In regard to the 12- to 15-year-old age group, Gibbs said Hyde County currently is not able to offer the approved Pfizer vaccine because it doesn’t have the capability to store it. But as far as the Moderna and Johnson & Johnson vaccine, she said the department is utilizing a number of outreach campaigns to encourage people to get vaccinated.
Those efforts, she said, include calling all of the county’s agricultural operations and seafood processing facilities; conducting mailings to key groups; notifications to citizens about upcoming clinics; engaging community partners to advocate in their communities as well as giving shots on location to any organization, business or church that has at least 20 registered participants.

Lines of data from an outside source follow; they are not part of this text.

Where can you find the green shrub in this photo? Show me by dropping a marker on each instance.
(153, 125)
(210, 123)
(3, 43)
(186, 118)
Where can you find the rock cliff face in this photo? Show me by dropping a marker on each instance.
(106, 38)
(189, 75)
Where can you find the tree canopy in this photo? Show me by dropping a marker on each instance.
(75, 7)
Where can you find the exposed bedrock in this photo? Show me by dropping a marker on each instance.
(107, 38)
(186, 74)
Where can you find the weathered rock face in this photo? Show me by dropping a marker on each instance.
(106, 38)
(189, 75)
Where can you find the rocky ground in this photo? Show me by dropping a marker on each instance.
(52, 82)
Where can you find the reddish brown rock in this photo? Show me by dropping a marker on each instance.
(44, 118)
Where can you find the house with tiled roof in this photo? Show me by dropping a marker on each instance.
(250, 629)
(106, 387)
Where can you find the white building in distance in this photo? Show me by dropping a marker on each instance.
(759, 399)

As for Albemarle Regional Health Services, which covers an eight-county region including Pasquotank, Currituck and Bertie counties, Public Information Officer Amy Underhill said that the organization is focusing much of its efforts on putting factual information on its Facebook page and website. That information includes facts about the safety of the vaccine as well as guidance for what people can do once they are vaccinated.
Underhill added that when a community organization or civic group reaches out to ARHS, they’ve been sharing information with them, holding Zoom programs and panel discussions.
She added that ARHS also has a Zoom meeting scheduled this week with school personnel in its eight-county region to discuss outreach plans regarding vaccination opportunities for the 12- to 15-year-old age group.